On Friday (17/6/16), I spoke to Mbak Astriani from Mitra Wacana’s public education division. She has worked at Mitra Wacana for over five years in a variety of roles, holds a degree in counselling and is particularly passionate about children’s education.
Sophia: Please introduce yourself first.
Astriani: Thank you my name is Astriani, I work in the Mitra Wacana public education division.
I first joined Mitra Wacana in 2010 as a volunteer for data support and until now I have experienced working in several divisions. I have worked in the data support division, media division, as organisational secretary and I am currently in the public education division.
Sophia: Why did you want to become a Mitra Wacana activist?
Astriani: At Mitra Wacana, we can learn a lot about what gender is, how to prevent sexual violence against women and girls, and we can also learn ways to prevent the marginalisation of people. It’s so interesting when we join together at Mitra Wacana, for me that’s why I’m still here and why I’m still interested. Take the road to learning.
Sophia: What is children’s education?
Astriani: I think education is a lesson that is given to children, but the program we provide must be stimulating to the child because it is preparing the children for further education both physically and psychologically. It includes motor skills as well as mental and socio-emotional aspects too.
Sophia: Why are you particularly interested in children’s education?

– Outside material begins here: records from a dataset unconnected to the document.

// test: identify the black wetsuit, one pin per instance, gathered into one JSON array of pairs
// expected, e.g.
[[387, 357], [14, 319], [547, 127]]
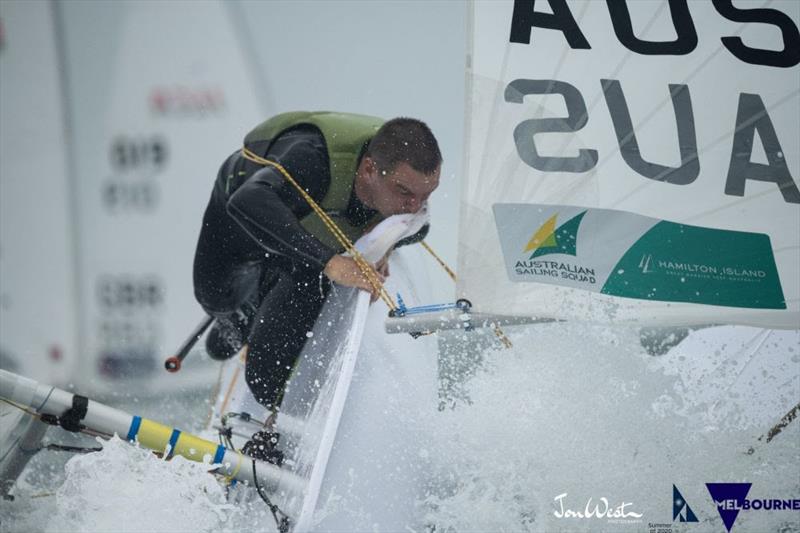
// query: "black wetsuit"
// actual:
[[254, 254]]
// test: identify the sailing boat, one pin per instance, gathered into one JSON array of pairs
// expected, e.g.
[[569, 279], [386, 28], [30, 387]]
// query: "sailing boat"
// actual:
[[614, 176], [618, 176]]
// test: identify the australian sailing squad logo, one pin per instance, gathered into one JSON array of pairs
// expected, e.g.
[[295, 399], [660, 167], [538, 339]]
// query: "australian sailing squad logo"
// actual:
[[550, 239]]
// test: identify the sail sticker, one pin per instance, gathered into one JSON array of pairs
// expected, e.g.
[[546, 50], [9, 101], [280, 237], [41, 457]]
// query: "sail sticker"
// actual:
[[632, 256]]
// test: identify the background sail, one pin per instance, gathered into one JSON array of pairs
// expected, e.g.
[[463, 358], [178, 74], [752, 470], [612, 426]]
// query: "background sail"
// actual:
[[634, 164]]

Astriani: Because the child’s world is very interesting. It’s magic. Lots of surprises given by children when we interact with them. Every day evolves thinking and growth so I am very interested in the world of children.
Sophia: Can you please explain the principles of children’s education?
Astriani: There are six principles of children’s education:
- Oriented to the needs of children. As adults we only give stimulus and encouragement for development.
2. Learning through play, children can explore, find, utilise and draw conclusions.
3. Create a conducive environment for the child, so the child can learn. An environment that is safe, comfortable, and clean.
4. Develop life skills. This is the process of habituation, so that children are disciplined, independent and responsible.
5. Using a variety of educative and interesting mediums so we can prepare and encourage children to learn.
6. Implemented gradually and repeatedly so that children can understand easily.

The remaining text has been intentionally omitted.